First, I’ll start with my recipe for really enjoying working seven day weeks. Have two wildly different jobs and really enjoy them both. I enjoy programming, and I enjoy farming. Forty hours a week of each makes a nice, well-balanced life.
I failed in my resolution to stay out of the hives this weekend. However, my feeling of last weekend turned out to be correct. Nothing much happened. The left-most hive is finally drawing the super that they got three weeks ago. The others that got new supers one and two weeks ago are all busy exploring, but not actually drawing any comb. So I’ll try again next week to stay out.
We spent the rest of the weekend running fence. It turns out that there are only two kinds of fence that will contain northern shortail sheep: woven wire and multistrand electric (usually high tensile). We know this from experience with Icelandics and Shetlands, and I’ve talked to a Romanov breeder. Somehow I just don’t think the North Ronaldsays or Finnsheep are a lot different.
We’d run several hundred feet of high tensile in 2005, and discovered two reasons that it works better in New Zealand than New England: rocks, and irregular ground. I suppose if you were refencing a pasture that had been grazed coninuously for the last couple hundred years, you wouldn’t have that problem, but most of us here are rebuilding farms that have been abandoned for a century or more. Anyway, you simply are not going to get a hundred foot run on a strand low enough to keep lambs in. It will hit the ground somewhere along the way.
Then we went and got horses, and quickly discovered that electric wire, especially high tensile, is not recommended for horses. They have trouble seeing it, and they can spook, so they can run into it and it does the cheesecutter thing. And oh yeah, you can’t use normal woven wire either because they get their hooves stuck in it and break those long, delicate legs. You have to use realy tight stuff, usually 2×4 inches. Oh cool. Twice the metal, twice the weight, twice the money. You can use the electric rope because thay can see that. The electric rope would indeed contain Minx … for several minutes. She would be laughing too hard to actually walk through it.
So, we are left with woven wire, possibly with a couple strands of electric rope, one above it to keep Misty in, and one below to keep Minx in and predators out.

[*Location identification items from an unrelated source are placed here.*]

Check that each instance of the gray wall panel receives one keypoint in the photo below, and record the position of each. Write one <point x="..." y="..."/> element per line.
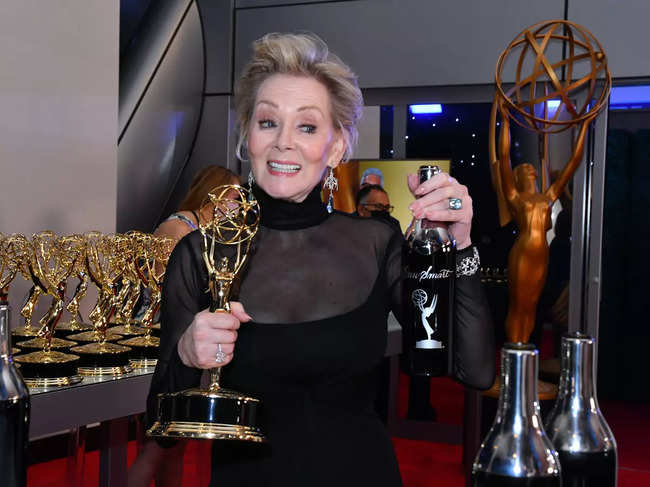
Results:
<point x="622" y="29"/>
<point x="58" y="121"/>
<point x="404" y="42"/>
<point x="156" y="145"/>
<point x="270" y="3"/>
<point x="211" y="147"/>
<point x="217" y="17"/>
<point x="139" y="63"/>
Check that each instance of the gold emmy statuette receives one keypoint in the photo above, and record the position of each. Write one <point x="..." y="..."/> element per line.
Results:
<point x="217" y="413"/>
<point x="105" y="260"/>
<point x="52" y="262"/>
<point x="76" y="324"/>
<point x="526" y="103"/>
<point x="11" y="256"/>
<point x="24" y="262"/>
<point x="150" y="263"/>
<point x="128" y="293"/>
<point x="104" y="298"/>
<point x="11" y="249"/>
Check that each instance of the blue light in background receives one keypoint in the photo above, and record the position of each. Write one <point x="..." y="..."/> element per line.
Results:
<point x="425" y="109"/>
<point x="630" y="95"/>
<point x="553" y="104"/>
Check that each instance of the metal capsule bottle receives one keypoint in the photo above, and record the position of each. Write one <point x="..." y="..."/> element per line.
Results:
<point x="516" y="452"/>
<point x="14" y="412"/>
<point x="430" y="271"/>
<point x="576" y="426"/>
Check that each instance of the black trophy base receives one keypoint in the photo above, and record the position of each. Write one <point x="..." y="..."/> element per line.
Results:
<point x="64" y="330"/>
<point x="144" y="350"/>
<point x="94" y="336"/>
<point x="98" y="359"/>
<point x="219" y="414"/>
<point x="49" y="369"/>
<point x="40" y="343"/>
<point x="596" y="469"/>
<point x="127" y="331"/>
<point x="483" y="479"/>
<point x="155" y="329"/>
<point x="23" y="333"/>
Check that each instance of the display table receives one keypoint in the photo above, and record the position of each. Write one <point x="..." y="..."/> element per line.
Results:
<point x="106" y="400"/>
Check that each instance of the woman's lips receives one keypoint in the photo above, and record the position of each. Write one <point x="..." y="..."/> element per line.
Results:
<point x="283" y="168"/>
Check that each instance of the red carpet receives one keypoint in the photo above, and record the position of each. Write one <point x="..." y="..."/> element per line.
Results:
<point x="422" y="463"/>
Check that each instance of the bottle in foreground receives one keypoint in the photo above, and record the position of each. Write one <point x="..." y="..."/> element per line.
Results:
<point x="576" y="426"/>
<point x="516" y="451"/>
<point x="14" y="412"/>
<point x="430" y="260"/>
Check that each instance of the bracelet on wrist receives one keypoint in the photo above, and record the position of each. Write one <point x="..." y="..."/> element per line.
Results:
<point x="467" y="264"/>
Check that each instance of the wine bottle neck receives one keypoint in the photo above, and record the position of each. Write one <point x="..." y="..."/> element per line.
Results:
<point x="518" y="402"/>
<point x="578" y="380"/>
<point x="5" y="332"/>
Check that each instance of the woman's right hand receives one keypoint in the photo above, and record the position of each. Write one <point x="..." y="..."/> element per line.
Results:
<point x="199" y="344"/>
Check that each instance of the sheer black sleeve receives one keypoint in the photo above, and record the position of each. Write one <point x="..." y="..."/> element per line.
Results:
<point x="183" y="296"/>
<point x="474" y="347"/>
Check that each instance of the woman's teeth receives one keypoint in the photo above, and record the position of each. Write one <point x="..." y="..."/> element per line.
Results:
<point x="288" y="168"/>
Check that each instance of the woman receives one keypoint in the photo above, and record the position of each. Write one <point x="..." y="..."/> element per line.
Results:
<point x="309" y="327"/>
<point x="167" y="464"/>
<point x="190" y="213"/>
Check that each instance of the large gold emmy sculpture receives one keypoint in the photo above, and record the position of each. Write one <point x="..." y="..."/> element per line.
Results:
<point x="526" y="103"/>
<point x="217" y="413"/>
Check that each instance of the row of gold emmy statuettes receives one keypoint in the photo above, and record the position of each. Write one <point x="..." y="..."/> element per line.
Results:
<point x="125" y="268"/>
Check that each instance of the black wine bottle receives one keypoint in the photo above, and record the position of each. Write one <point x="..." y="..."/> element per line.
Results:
<point x="483" y="479"/>
<point x="430" y="261"/>
<point x="14" y="412"/>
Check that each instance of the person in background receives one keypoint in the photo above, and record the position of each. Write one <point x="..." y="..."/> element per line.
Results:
<point x="190" y="214"/>
<point x="371" y="176"/>
<point x="154" y="462"/>
<point x="373" y="201"/>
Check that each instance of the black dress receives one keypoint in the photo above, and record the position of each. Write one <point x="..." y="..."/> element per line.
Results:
<point x="319" y="288"/>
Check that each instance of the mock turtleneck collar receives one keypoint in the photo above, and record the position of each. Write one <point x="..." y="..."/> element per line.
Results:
<point x="286" y="215"/>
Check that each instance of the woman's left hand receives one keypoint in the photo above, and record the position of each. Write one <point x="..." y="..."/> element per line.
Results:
<point x="432" y="203"/>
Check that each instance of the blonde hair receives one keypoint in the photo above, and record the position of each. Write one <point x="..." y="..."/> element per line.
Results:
<point x="300" y="55"/>
<point x="204" y="181"/>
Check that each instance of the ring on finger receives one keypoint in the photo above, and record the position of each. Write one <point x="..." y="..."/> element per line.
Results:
<point x="220" y="357"/>
<point x="455" y="203"/>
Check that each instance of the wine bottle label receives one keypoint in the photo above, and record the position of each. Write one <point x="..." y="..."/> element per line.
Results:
<point x="429" y="274"/>
<point x="427" y="313"/>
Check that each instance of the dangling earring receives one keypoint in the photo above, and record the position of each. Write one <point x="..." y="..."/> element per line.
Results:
<point x="251" y="182"/>
<point x="332" y="184"/>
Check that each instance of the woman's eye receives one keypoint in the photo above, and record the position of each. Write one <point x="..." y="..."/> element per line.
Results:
<point x="266" y="124"/>
<point x="308" y="129"/>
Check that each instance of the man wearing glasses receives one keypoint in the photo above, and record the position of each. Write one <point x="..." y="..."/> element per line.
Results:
<point x="373" y="201"/>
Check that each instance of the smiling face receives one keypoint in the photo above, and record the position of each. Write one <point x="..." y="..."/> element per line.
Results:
<point x="292" y="139"/>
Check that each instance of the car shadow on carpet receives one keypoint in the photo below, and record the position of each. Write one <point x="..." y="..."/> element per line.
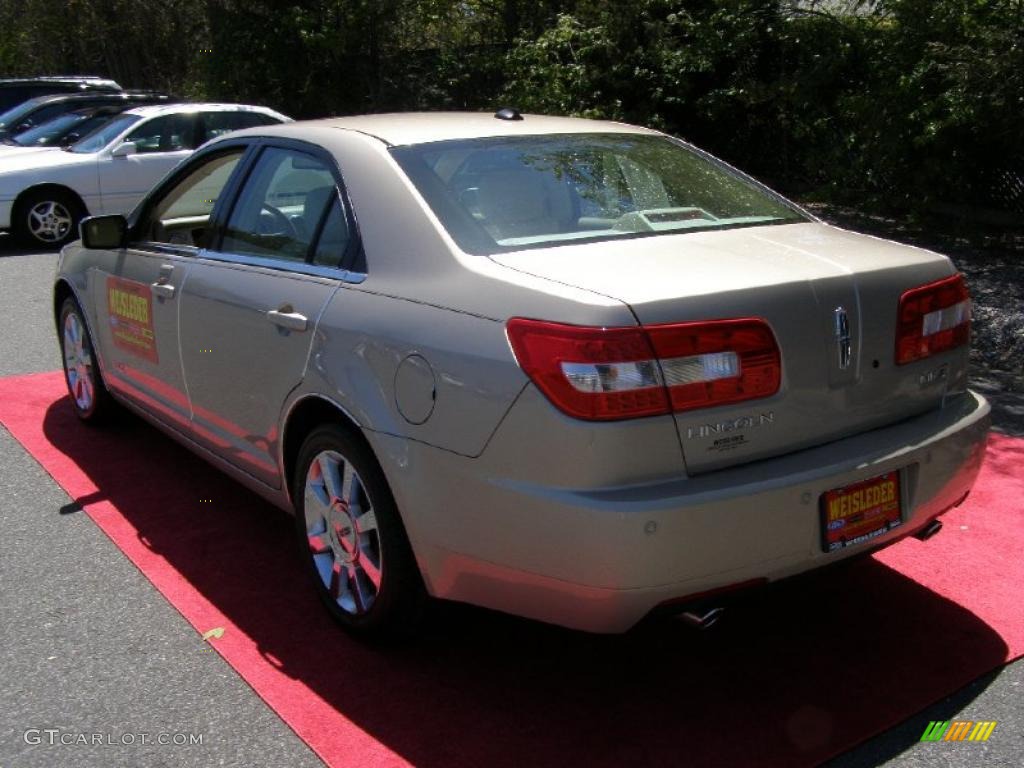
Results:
<point x="791" y="676"/>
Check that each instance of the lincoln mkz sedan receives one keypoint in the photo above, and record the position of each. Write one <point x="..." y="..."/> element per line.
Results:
<point x="570" y="370"/>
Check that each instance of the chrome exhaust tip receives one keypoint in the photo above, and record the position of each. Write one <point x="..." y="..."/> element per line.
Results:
<point x="700" y="621"/>
<point x="929" y="530"/>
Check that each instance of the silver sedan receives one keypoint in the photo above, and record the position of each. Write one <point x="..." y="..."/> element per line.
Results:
<point x="571" y="370"/>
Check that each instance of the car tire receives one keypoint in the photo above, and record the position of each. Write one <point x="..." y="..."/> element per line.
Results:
<point x="47" y="218"/>
<point x="89" y="397"/>
<point x="351" y="539"/>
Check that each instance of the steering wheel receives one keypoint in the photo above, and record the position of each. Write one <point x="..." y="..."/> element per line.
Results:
<point x="273" y="221"/>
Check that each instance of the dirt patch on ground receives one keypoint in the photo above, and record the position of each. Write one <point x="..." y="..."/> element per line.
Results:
<point x="993" y="263"/>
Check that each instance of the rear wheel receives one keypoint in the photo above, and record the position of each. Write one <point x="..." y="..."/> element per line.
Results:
<point x="351" y="539"/>
<point x="47" y="218"/>
<point x="88" y="395"/>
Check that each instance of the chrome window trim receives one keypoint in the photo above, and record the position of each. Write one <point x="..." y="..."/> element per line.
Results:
<point x="287" y="265"/>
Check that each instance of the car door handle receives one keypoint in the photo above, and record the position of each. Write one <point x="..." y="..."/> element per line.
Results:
<point x="164" y="290"/>
<point x="285" y="317"/>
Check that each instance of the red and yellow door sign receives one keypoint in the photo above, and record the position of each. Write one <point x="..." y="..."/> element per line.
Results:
<point x="129" y="306"/>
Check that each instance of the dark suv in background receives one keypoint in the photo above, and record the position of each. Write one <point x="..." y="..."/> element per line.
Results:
<point x="15" y="90"/>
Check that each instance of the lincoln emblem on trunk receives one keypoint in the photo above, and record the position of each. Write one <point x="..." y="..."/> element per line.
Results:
<point x="843" y="342"/>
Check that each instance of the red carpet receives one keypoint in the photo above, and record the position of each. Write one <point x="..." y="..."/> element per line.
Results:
<point x="790" y="678"/>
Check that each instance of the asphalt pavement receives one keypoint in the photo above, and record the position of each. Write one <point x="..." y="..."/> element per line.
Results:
<point x="89" y="646"/>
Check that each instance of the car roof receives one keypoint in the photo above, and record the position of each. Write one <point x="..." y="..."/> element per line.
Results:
<point x="423" y="127"/>
<point x="87" y="80"/>
<point x="187" y="107"/>
<point x="87" y="97"/>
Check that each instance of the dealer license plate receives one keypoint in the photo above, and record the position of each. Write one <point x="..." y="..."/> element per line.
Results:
<point x="858" y="513"/>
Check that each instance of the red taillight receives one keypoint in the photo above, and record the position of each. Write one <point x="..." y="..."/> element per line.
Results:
<point x="933" y="318"/>
<point x="625" y="373"/>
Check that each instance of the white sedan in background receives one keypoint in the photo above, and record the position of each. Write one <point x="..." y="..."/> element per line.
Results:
<point x="44" y="195"/>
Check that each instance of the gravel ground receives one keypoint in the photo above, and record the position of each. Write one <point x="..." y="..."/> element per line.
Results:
<point x="993" y="263"/>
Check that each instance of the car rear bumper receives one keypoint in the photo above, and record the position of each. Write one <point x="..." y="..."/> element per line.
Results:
<point x="5" y="212"/>
<point x="601" y="558"/>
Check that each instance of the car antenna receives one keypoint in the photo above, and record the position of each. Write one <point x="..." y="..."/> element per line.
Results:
<point x="508" y="113"/>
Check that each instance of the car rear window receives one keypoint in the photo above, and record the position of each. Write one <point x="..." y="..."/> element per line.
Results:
<point x="497" y="195"/>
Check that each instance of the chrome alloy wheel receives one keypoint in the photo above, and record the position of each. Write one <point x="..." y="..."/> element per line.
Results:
<point x="49" y="221"/>
<point x="341" y="526"/>
<point x="78" y="363"/>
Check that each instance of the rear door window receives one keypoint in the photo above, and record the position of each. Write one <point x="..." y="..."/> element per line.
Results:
<point x="166" y="133"/>
<point x="279" y="211"/>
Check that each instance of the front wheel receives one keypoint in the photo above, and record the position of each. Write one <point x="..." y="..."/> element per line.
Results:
<point x="88" y="395"/>
<point x="351" y="538"/>
<point x="47" y="219"/>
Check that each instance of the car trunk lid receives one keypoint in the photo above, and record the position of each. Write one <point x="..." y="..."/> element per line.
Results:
<point x="830" y="298"/>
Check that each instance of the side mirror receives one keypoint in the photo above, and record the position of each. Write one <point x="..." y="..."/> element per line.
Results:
<point x="124" y="150"/>
<point x="104" y="231"/>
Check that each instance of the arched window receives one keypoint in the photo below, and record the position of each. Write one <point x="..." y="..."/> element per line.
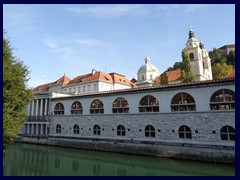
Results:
<point x="96" y="107"/>
<point x="149" y="131"/>
<point x="183" y="102"/>
<point x="59" y="109"/>
<point x="120" y="105"/>
<point x="76" y="108"/>
<point x="58" y="128"/>
<point x="228" y="133"/>
<point x="96" y="130"/>
<point x="223" y="99"/>
<point x="121" y="130"/>
<point x="75" y="129"/>
<point x="149" y="104"/>
<point x="185" y="132"/>
<point x="191" y="56"/>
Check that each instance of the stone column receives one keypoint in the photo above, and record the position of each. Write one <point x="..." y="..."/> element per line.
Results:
<point x="32" y="108"/>
<point x="28" y="109"/>
<point x="39" y="129"/>
<point x="37" y="107"/>
<point x="36" y="129"/>
<point x="26" y="128"/>
<point x="31" y="129"/>
<point x="41" y="107"/>
<point x="46" y="104"/>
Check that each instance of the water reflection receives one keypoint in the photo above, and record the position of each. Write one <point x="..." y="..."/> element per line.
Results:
<point x="36" y="160"/>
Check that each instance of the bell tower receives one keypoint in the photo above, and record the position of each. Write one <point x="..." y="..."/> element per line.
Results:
<point x="199" y="58"/>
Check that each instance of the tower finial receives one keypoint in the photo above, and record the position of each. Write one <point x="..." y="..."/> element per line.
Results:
<point x="201" y="43"/>
<point x="191" y="33"/>
<point x="190" y="27"/>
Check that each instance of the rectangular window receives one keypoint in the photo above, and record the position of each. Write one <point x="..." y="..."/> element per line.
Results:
<point x="89" y="88"/>
<point x="94" y="87"/>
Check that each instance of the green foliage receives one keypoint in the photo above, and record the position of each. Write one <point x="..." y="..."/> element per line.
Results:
<point x="15" y="94"/>
<point x="221" y="70"/>
<point x="177" y="65"/>
<point x="231" y="58"/>
<point x="217" y="56"/>
<point x="186" y="71"/>
<point x="164" y="78"/>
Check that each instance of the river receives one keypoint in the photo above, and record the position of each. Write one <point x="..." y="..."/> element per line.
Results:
<point x="39" y="160"/>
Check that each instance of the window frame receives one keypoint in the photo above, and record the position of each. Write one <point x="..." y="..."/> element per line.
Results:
<point x="59" y="109"/>
<point x="148" y="106"/>
<point x="58" y="129"/>
<point x="120" y="105"/>
<point x="149" y="131"/>
<point x="186" y="133"/>
<point x="74" y="110"/>
<point x="227" y="135"/>
<point x="99" y="109"/>
<point x="76" y="129"/>
<point x="218" y="103"/>
<point x="96" y="130"/>
<point x="183" y="104"/>
<point x="121" y="130"/>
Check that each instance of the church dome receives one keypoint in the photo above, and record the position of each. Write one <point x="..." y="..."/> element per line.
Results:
<point x="147" y="67"/>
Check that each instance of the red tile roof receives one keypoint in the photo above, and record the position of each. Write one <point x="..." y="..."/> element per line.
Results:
<point x="112" y="77"/>
<point x="44" y="87"/>
<point x="174" y="75"/>
<point x="121" y="79"/>
<point x="232" y="75"/>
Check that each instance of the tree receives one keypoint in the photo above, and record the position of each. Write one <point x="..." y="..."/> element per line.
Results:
<point x="231" y="58"/>
<point x="221" y="70"/>
<point x="164" y="78"/>
<point x="177" y="65"/>
<point x="186" y="71"/>
<point x="217" y="56"/>
<point x="15" y="94"/>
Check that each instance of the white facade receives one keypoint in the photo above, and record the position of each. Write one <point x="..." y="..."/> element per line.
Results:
<point x="200" y="61"/>
<point x="146" y="74"/>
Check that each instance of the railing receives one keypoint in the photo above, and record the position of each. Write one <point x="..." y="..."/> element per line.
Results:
<point x="38" y="118"/>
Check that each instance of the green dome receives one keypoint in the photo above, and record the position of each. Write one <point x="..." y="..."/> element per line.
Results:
<point x="147" y="67"/>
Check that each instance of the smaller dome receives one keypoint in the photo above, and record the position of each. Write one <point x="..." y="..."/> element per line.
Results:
<point x="147" y="67"/>
<point x="192" y="40"/>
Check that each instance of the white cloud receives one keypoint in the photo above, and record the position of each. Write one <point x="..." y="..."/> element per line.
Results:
<point x="110" y="10"/>
<point x="88" y="42"/>
<point x="50" y="43"/>
<point x="193" y="7"/>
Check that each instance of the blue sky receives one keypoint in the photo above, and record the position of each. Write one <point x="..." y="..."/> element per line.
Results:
<point x="73" y="39"/>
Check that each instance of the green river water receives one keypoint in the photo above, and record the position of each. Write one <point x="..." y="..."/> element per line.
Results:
<point x="38" y="160"/>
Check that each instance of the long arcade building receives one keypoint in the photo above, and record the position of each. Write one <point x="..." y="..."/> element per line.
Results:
<point x="187" y="120"/>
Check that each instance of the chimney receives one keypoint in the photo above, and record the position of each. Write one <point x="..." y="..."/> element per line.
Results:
<point x="93" y="71"/>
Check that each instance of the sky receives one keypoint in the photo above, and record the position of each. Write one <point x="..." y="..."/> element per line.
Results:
<point x="72" y="39"/>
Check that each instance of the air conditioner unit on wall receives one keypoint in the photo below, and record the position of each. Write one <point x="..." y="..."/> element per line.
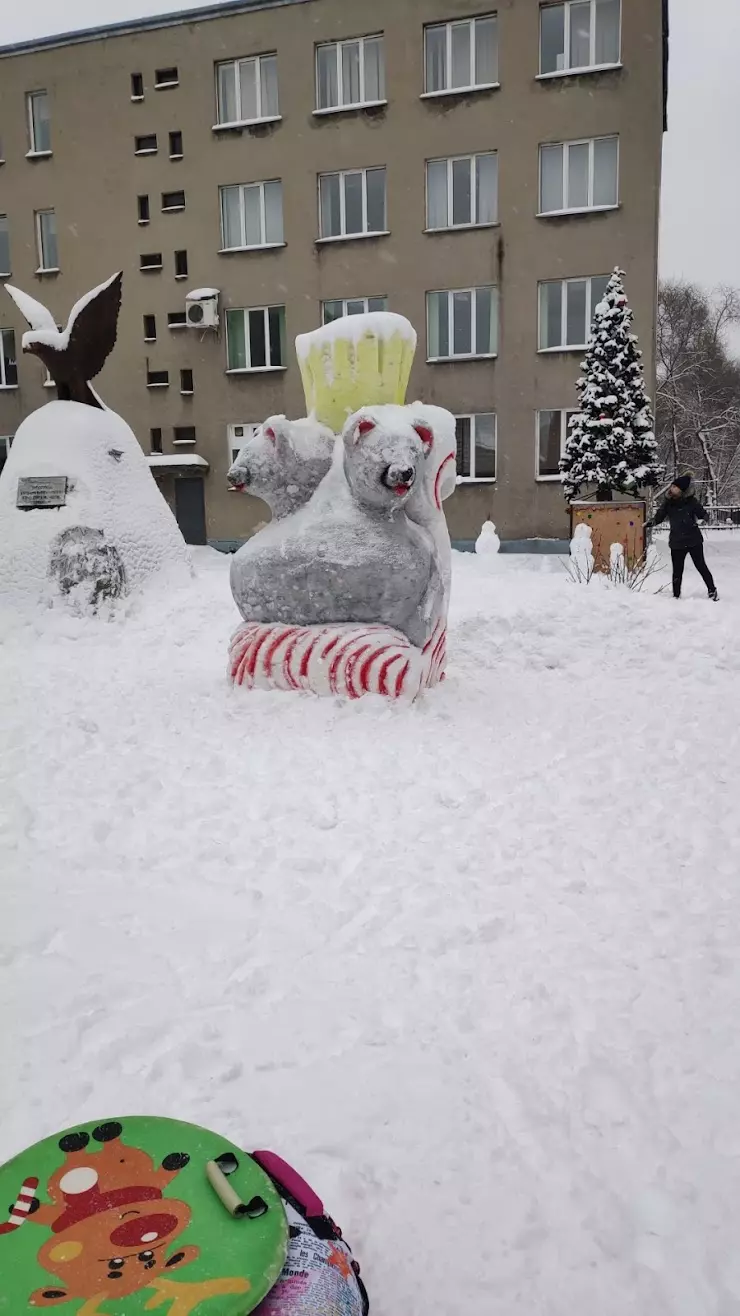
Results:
<point x="202" y="308"/>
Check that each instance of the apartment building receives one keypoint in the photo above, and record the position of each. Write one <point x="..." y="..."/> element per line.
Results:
<point x="479" y="169"/>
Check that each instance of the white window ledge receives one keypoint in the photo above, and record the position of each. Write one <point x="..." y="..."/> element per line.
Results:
<point x="549" y="352"/>
<point x="466" y="228"/>
<point x="354" y="237"/>
<point x="256" y="370"/>
<point x="245" y="123"/>
<point x="262" y="246"/>
<point x="469" y="355"/>
<point x="578" y="209"/>
<point x="458" y="91"/>
<point x="345" y="109"/>
<point x="577" y="73"/>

We had friends down in Peterborough give us several hundred feet of salvaged 66 inch high, horse-type woven wire last week. It was enough to run from Kevin’s hog panel set-up along Mack Hill Road down to the swamp, and even a few feet along the swamp. As we get deeper into the week, we’ll know what next weekend looks like and whether to dispatch Lisa down to Wellscroft to get another few hundred feet of wire for next weekend. After all, we also have the horse house and firewood in desperate need of work.